Autor:innenverbände fordern 25 Millionen Euro Bundesbudget für einen nationalen Lesungsfonds für analoge und digitale Veranstaltungen.
Der zweite Literaturlockdown 2020 ist da. Und er wird erneut dramatische Auswirkungen für die freiberuflichen Autor:innen und Übersetzer:innen mit sich bringen: Bereits die im Frühjahr und Sommer 2020 aus Hilfsprogrammen geflossenen Summen haben die Einnahmenausfälle nicht mal im Ansatz flächendeckend kompensiert. Weder erhielten hauptberufliche Literaturschaffende Entschädigungen für ihre konkreten Einbußen durch Veranstaltungsausfälle noch adäquate Bundeshilfen, die die Deckung der Lebenshaltungskosten erlaubten. Autor:innen und Übersetzer:innen gehen folglich mit einem herben Verlust in den nun ebenso veranstaltungsfreien Winter – und sehen sich für 2021 mit weiteren Folgen der Pandemie konfrontiert: Durch Verschiebung der ursprünglichen Erscheinungstermine, durch Stornierung von Neuverträgen aufgrund verkleinerter Verlagsprogramme sowie sinkende Vorschüsse durch die Verlagshäuser wird sich ihre Verlustspirale fortsetzen.

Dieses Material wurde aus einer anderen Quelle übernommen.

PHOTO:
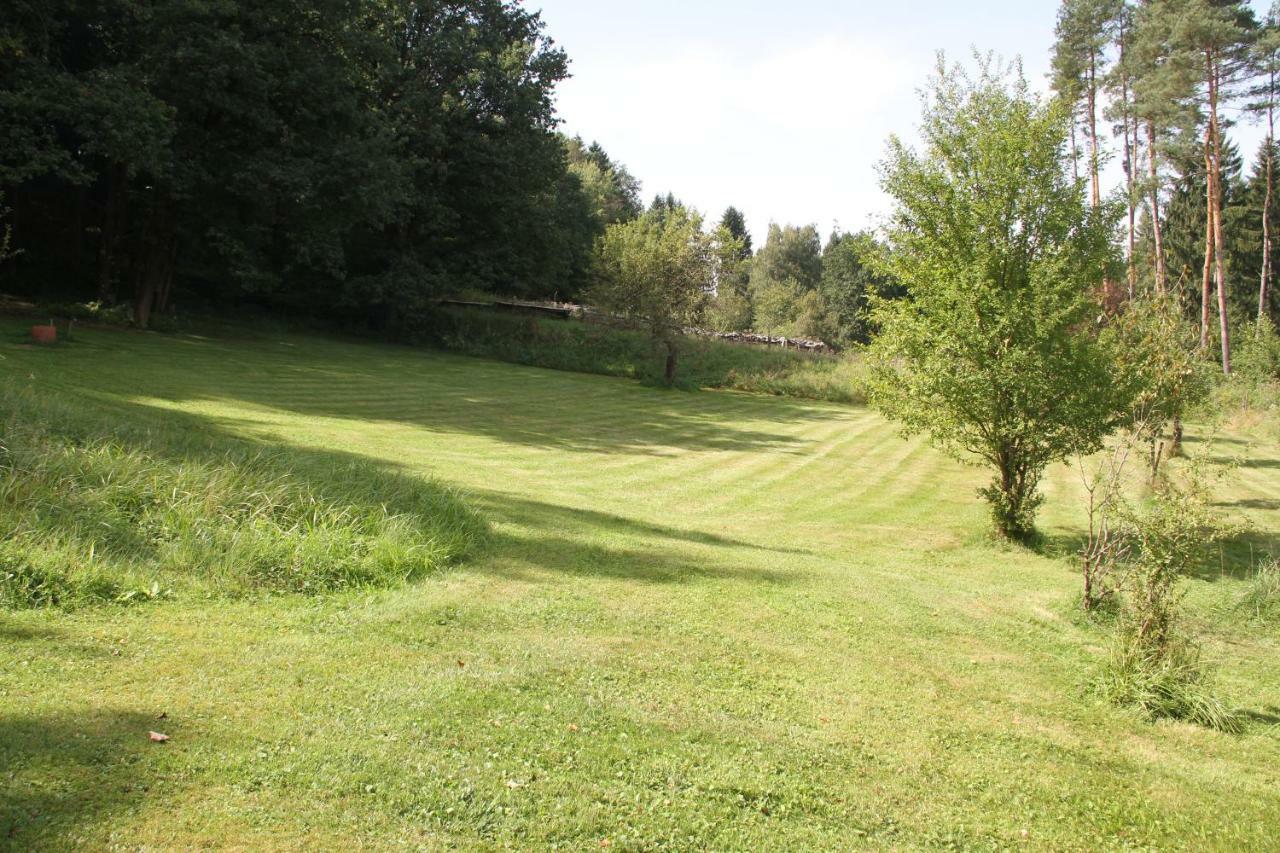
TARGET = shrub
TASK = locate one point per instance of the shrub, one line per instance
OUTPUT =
(1171, 683)
(1261, 601)
(1153, 664)
(1257, 354)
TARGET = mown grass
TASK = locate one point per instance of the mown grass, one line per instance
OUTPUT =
(700, 620)
(704, 363)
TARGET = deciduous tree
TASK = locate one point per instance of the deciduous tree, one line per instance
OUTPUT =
(991, 352)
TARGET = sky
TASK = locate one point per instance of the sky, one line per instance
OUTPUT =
(781, 108)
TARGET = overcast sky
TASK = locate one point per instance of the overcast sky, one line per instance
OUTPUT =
(780, 108)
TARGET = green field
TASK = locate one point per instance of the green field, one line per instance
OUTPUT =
(698, 620)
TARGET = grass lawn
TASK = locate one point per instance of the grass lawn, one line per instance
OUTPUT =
(699, 620)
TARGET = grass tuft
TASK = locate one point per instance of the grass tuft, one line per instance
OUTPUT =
(586, 347)
(1261, 600)
(92, 514)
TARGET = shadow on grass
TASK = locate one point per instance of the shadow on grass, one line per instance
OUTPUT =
(551, 516)
(545, 537)
(448, 393)
(68, 771)
(534, 533)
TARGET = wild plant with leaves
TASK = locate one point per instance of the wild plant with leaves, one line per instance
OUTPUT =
(659, 272)
(1155, 662)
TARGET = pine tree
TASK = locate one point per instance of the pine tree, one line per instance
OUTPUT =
(1079, 67)
(1266, 94)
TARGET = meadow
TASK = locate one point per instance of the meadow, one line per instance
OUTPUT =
(604, 615)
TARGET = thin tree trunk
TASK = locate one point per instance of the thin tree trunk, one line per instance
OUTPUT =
(1130, 170)
(1219, 240)
(113, 218)
(1075, 150)
(156, 269)
(1096, 192)
(1157, 232)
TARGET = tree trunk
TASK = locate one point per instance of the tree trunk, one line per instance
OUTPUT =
(1266, 200)
(155, 273)
(113, 219)
(1157, 231)
(1208, 242)
(1075, 150)
(1219, 240)
(1130, 170)
(1096, 191)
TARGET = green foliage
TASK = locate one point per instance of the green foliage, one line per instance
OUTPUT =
(851, 276)
(1155, 665)
(1173, 684)
(730, 310)
(775, 304)
(1257, 352)
(295, 154)
(640, 625)
(1157, 369)
(1261, 601)
(991, 354)
(790, 254)
(92, 511)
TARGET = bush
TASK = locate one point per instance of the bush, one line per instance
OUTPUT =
(90, 512)
(1155, 665)
(1261, 601)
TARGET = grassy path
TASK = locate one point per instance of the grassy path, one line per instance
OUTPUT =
(703, 620)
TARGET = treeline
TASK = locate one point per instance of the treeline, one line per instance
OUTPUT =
(796, 286)
(320, 155)
(1156, 83)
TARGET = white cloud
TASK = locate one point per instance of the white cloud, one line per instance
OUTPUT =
(790, 135)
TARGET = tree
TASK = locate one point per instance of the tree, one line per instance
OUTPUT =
(1266, 55)
(1210, 36)
(613, 192)
(658, 270)
(1079, 67)
(329, 156)
(991, 351)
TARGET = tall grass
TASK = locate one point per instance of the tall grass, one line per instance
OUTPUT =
(91, 511)
(1261, 600)
(585, 347)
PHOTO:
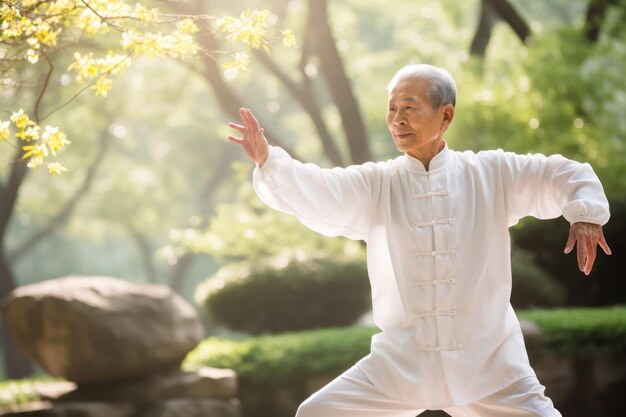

Zwar wurde im Juni 2020 durch die Staatsministerin für Kultur und Medien das eine Milliarde Euro schwere Programm NEUSTART KULTUR aufgelegt. Hiervon flossen aber nur 5 Millionen in einen durch den Deutschen Literaturfonds zur Unterstützung von Lesungen und digitalen Modellprojekten bereitgestellten Förderfonds für Autor:innen, wobei jedoch Genres wie Sachbuch, aber auch Selfpublisher von der Förderung ausgeschlossen blieben. Innerhalb von nur drei Monaten waren die ursprünglich bis Ende 2021 vorgesehenen Mittel der öffentlichen Hand aufgebraucht. Allein diese Nachfrage zeigt den gesellschaftlichen Hunger nach literarischen Begegnungen.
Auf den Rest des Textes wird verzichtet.